DECEMBER 15, 2008 By Stephen Hardy -- The Australian government has informed incumbent Telstra that its bid to participate in an AUS$5 billion National Broadband Network (NBN) project was rejected for failing to meet the RFP's mandatory parameters.

The bid was rejected because an independent panel determined that the bid failed to include a provision for meeting the needs of small and medium enterprises.

Not surprisingly, Telstra wasn't pleased. "The Commonwealth could hardly have dreamed up a more trivial reason to exclude Telstra from the NBN. This is a process that seemingly excludes bidders on such trivial and legally questionable technicalities but doesn't take any action on material issues such as financing and having the technical capability to build the network," said Telstra's chairman, Donald McGauchie, in a press statement. "What is even stranger is that the Minister has ample powers to accept Telstra's SME Plan under the RFP and have his Expert Panel get on with a process that includes Telstra."

Telstra's potential participation had been a subject of controversy from the start. In particular, the carrier bristled at suggestions that it would have to employ functional separation on the network. As the result of this and other disagreements, Telstra's response to the RFP was only 13 pages long and not a full bid, according to press reports.

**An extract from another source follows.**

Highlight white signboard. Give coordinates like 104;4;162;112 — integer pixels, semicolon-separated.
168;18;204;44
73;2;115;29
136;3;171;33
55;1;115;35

Remaining bidders included Singtel Optus, Acacia, Axia of Canada, the Tasmanian government, and TransAct, a utility group based in Canberra.

Telstra said its bid did comply with the RFP and it is the bidder best positioned to create such a network. "This is the largest, most complex NBN build anywhere in the world," the carrier concluded in the press statement. "Australia now risks being the only country ever to build an NBN without the existing fixed network owner in the most difficult financial climate in decades."